Amerigo Resources (TSX: ARG) (OTCQX: ARREF) announced 2022 production results form Minera Valle Central (MVC), their 100% owned operation located near Rancagua, Chile.
Aurora Davidson, President and CEO commented,
“We are pleased to report annual copper production of 64 million pounds, marking three consecutive years where production has outperformed guidance. We thank our teams in Chile and Canada for their consistent commitment to meet or exceed corporate goals.”
“As copper prices continue to recover, recently exceeding $4 per pound, we look forward to a strong year. In addition to maintaining our quarterly dividends, we have already redeployed a share buyback program, and anticipate the payment of performance dividends as part of our capital return strategy.”
In 2022, MVC produced 64 million pounds of copper, with 59% of production coming from fresh tailings. Annual copper production was 3.4% above guidance of 61.9M lbs, due to higher grade and recoveries from fresh tailing and higher grade from historical tailings (Cauquenes tailings).
Amerigo’s 2022 cash cost was $1.98 per pound (“/lb”), including $0.04/lb paid to MVC’s workers in Q4-2022 as the signing bonus of a 3-year collective labor agreement. Normalized cash costs excluding the effect of the signing bonus was $1.94/lb, only 2% higher than 2022 cash cost guidance of $1.90/lb.
Guidance & Copper Prices
MVC continues to produce over guidance year after year – a good sign for investors and a testament to the operational capabilities of management. Amerigo expects to produce 62.3M lbs of copper and 1.0M lbs of molybdenum, in line with 2022 guidance of 61.9 M lbs.
More importantly Amerigo’s indicated copper price was $3.80/lb in Q4, compared to $3.50/lb in Q3. However, Amerigo is ultimately paid based on the January/February/March copper price. Copper is averaging around $4.40/lb YTD in 2023, which is 16% above the number given in the earnings release. Every 10% increase in copper prices is $5.7M of extra revenue, as the company stated in Q3.

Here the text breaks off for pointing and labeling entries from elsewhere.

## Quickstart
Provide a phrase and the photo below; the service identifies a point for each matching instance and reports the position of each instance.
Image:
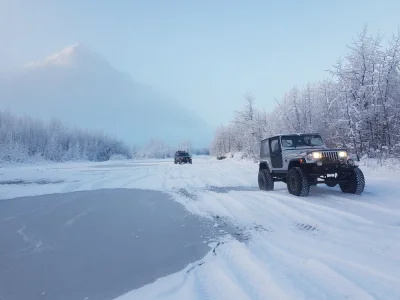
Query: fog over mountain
(81, 88)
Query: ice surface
(97, 244)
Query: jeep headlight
(317, 155)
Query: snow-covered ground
(329, 245)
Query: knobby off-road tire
(356, 183)
(265, 181)
(297, 182)
(330, 184)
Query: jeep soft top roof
(282, 134)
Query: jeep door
(276, 153)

In Q4-2022, Amerigo returned $3.7 million to shareholders through the regular quarterly dividend of Cdn$0.03 per share and made bank debt repayments of $3.5 million in principal.
On December 31, 2022, cash was $37.8 million (a reduction of $4.0 million from September 30, 2022), restricted cash was $4.2 million (a reduction of $2.2 million from September 30, 2022) and outstanding bank debt was $24.5 million (a decrease of $3.5 million from September 30, 2022).
Cash Costs Guidance for 2023
Higher power charges from the Chilean power grid will increase expected cash costs this year, contribution $0.06/lb to the 2023 guidance of $2.14/lb. This compares to cash costs of $1.94/lb in 2022.
The attributed cash costs affect all industrial consumers in the country and represent ongoing global inflation for energy and many industrial consumables. The 2023 guidance assumes an average copper price of $3.60/lb and an average molybdenum price of $16/lb; based on an exchange rate of $920 Chilean pesos to $1USD.
The company wisely factored in annual plant maintenance into their production guidance. There will be an annual 9-day plant maintenance shutdown at MVC and El Teniente in the second half of 2023.
Projected 2023 EBITDA is expected to be $33.8 million (excluding the effect of 2022 settlement adjustments). Each $0.10/lb increase in copper price up to $4/lb would have an impact on EBITDA of $2.0 million. Each $0.10/lb increase in copper price over $4/lb would have an increase in EBITDA of approximately $2.7 million.
In 2023, MVC is expected to incur the following capital expenditures on projects (“Capex”):
Amerigo is confident they will continue their attractive capital return strategy, due to a healthy cash balance, minimal debt and strong free cashflow. Since the implementation of the dividend in 2021, the company has paid a cumulative dividend of $0.14 per share, or $18.6 million. The company also used $21.1 million to buy and cancel 17.87 million of its common shares, a 9.82% reduction in common shares outstanding.
Under the 2023 guidance assumptions presented in this news release, the Company remains confident in the security of the quarterly Cdn$0.03 per share dividend, and in Amerigo’s ability to opportunistically reduce common shares outstanding.
Under the current Normal Course Issuer Bid (“NCIB”), up to 10.75 million shares (representing 6.14% of the issued and outstanding) can be repurchased for cancellation prior to December 1, 2023.
In addition to quarterly dividends of Cdn$0.03 per share and the repurchase of common shares for cancellation under the NCIB, the Company has indicated that it will likely look to pay additional performance-based dividends in 2023.